Неделю назад Аня получила от отца передачу, можно сказать, сокровище — два пуда муки и три фунта свиного сала! Привезли из деревни. Однако оценить передачу Ане помешало, или, по ее мнению, наоборот, помогло, знание и правильное понимание революционной ситуации. Москва голодала. Заградительные отряды по всем дорогам забирали у мешочников и спекулянтов продукты и отправляли их голодающим рабочим Москвы и Питера. По решению Моссовета совсем недавно разрешили провозить каждому рабочему по полтора пуда муки из хлебных губерний — Самарской, Симбирской, а также с Украины. Но — только для рабочих. Ане же совсем не полагались эти полтора пуда. А она получила два. Муку и сало пронесли для нее через заградотряды, вернее, минуя их, человек с передачей рисковал многим, но все-таки пробрался в столицу, исполнил наказ Аниного отца. Что ей оставалось? Она приняла дар и, не колеблясь, поехала в детский дом на Пресню и сдала всю муку и все сало поварихе, после чего вздохнула с облегчением и еще посидела там, подождала, пока сварят детям лапшу, посмотрела, как они едят, и ушла. Не ушла, а, сказать точнее, сбежала, чтобы скрыть слезы — большевики не плачут! Она хотела порадоваться за детей, ждала их ликования, шумной детской радости, звона ложек и чашек, но ничего такого не услышала и была удручена картиной: дети садились за стол тихими, если не сказать подавленными, а один мальчик, худой, тоненький, как свечечки, с глазами по плошке, прежде чем взяться за ложку, перекрестился. «Крестится, а ручонка серая, — рассказывала, вспоминая, Аня, голос ее дрожал, потом пересилила себя, сказала твердо: — Я допустила ошибку, Владимир Михайлович, надо было задержать того товарища… извините, того проходимца». Загорский слушал ее мрачно, потом спросил: «Какого?» — «Который прошел через заградотряд». — «Будем знать теперь, товарищ Аня, происхождение слова проходимец». Она коротко рассмеялась. «Извините, Владимир Михайлович, я смешливая, к сожалению, хотя понимаю, в юморе всегда есть доля цинизма. Всегда хоть немного да есть». — «Никакого цинизма, Аня, заградотряды не задерживают продукты для детей рабочих». — «Вы неисправимы, Владимир Михайлович». — «В городах Центральной России созданы комитеты помощи голодающим детям Москвы и Петрограда. В Саратове, например. И работники их освобождаются от мобилизации на фронт — настолько важна помощь детям».

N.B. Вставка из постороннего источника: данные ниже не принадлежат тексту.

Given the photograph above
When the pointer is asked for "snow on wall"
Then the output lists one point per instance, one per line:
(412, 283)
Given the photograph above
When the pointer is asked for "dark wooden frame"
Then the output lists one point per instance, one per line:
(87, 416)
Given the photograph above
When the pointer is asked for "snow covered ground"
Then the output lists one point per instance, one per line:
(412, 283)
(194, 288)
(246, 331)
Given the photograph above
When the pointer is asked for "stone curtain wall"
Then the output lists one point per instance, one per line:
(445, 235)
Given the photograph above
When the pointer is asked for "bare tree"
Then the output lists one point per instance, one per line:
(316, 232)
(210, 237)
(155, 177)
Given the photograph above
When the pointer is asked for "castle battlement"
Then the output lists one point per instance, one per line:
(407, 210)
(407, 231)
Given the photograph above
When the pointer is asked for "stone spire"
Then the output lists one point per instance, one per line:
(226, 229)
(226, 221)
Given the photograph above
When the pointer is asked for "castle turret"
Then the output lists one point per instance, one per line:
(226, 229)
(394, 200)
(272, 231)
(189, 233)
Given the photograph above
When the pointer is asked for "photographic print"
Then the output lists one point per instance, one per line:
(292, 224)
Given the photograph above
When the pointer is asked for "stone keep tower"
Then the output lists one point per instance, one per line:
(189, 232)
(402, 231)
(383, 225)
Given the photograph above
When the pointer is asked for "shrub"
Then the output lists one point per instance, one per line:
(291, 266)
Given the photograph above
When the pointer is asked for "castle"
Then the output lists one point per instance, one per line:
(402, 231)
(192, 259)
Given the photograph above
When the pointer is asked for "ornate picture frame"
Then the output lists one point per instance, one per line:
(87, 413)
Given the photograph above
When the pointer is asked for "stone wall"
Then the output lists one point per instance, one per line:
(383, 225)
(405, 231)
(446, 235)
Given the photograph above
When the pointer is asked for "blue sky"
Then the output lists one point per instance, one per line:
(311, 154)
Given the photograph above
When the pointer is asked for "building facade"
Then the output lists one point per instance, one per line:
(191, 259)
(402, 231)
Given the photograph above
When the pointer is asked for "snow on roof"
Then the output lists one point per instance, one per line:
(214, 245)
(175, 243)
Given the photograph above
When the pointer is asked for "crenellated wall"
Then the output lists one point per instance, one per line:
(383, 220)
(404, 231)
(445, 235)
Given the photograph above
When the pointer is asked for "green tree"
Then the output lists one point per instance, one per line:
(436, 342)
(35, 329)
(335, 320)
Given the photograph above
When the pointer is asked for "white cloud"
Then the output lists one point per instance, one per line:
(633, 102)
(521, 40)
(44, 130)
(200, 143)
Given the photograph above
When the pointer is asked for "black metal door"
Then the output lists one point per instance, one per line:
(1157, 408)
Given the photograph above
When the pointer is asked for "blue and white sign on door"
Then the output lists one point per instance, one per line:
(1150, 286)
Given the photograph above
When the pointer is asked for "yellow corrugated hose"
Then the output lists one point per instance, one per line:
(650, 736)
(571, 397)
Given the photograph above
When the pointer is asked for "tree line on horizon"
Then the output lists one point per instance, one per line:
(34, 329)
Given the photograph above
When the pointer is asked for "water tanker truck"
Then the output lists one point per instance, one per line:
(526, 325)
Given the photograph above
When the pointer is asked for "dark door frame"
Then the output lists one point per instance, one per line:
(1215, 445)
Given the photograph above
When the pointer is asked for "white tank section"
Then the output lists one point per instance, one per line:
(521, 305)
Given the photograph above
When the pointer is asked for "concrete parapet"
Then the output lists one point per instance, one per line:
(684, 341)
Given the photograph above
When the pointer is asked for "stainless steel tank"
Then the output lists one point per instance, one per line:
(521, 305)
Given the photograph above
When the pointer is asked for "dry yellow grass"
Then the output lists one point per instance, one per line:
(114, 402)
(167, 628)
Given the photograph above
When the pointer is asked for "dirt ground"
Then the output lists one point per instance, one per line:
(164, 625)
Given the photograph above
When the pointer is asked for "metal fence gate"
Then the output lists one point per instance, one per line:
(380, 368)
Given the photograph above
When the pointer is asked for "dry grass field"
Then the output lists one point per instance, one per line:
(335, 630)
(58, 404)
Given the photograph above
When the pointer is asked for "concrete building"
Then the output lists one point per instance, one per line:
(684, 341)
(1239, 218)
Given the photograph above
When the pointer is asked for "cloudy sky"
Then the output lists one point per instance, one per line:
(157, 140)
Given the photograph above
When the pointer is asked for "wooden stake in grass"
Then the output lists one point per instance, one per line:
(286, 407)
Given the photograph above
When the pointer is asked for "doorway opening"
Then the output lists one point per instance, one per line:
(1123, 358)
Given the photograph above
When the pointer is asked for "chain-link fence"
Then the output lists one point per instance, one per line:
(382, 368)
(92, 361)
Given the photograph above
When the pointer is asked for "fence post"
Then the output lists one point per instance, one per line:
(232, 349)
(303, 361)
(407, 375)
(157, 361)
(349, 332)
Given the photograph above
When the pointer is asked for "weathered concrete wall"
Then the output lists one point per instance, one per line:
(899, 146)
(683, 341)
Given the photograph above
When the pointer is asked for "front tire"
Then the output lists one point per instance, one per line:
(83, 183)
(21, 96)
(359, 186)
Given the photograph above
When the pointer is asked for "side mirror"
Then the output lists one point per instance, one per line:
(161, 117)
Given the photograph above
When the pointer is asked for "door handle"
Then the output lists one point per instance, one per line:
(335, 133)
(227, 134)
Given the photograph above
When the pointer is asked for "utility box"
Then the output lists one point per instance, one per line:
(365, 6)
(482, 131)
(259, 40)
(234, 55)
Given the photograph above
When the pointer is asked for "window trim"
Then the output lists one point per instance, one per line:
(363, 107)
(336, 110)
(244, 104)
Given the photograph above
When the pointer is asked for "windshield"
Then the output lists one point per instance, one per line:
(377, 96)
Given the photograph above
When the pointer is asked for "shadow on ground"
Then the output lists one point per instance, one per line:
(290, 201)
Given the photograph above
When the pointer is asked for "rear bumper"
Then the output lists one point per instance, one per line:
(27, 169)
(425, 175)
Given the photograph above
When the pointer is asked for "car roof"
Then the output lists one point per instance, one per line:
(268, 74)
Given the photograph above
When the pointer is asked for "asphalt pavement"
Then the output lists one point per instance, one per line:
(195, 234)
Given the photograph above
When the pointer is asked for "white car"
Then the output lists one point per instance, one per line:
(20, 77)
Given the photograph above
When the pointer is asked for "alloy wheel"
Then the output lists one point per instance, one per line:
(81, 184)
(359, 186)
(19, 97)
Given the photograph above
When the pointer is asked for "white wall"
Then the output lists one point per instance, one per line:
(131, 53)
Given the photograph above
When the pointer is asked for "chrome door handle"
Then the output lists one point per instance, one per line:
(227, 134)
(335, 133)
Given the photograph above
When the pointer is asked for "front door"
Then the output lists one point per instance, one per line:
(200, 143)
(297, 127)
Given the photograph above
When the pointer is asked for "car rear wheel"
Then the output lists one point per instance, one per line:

Она не пришла к нему с вопросом, как быть, себе оставить передачу или отнести детям. Там, где была возможность самопожертвования, для нее не существовало вопроса — только восклицательный знак. Загорский видел: столько в ней задора, юного буйства, что всех тягот, которые выпали, ей кажется мало, она рвется усложнить себе жизнь, и без того не легкую. Однако упрекать ее прямо нельзя, неосмотрительно, она воспримет упрек как позорную обывательскую, буржуазную приземленность, и потому он старался в мимолетных беседах с ней как-нибудь попроще, непринужденней спустить ее с архиреволюционных небес, чему Аня противилась. «Я тоже люблю шутку, Владимир Михайлович, по в революции не место шуткам, не время. Не примите, пожалуйста, в свой, адрес, по там, где высокая одухотворенность, сам собой исключается юмор. В церкви, например, не шутят». — «Вот поэтому, Аня, каждый второй анекдот — про попа, — отвечал Загорский. — Человечество, смеясь, расстается с прошлым».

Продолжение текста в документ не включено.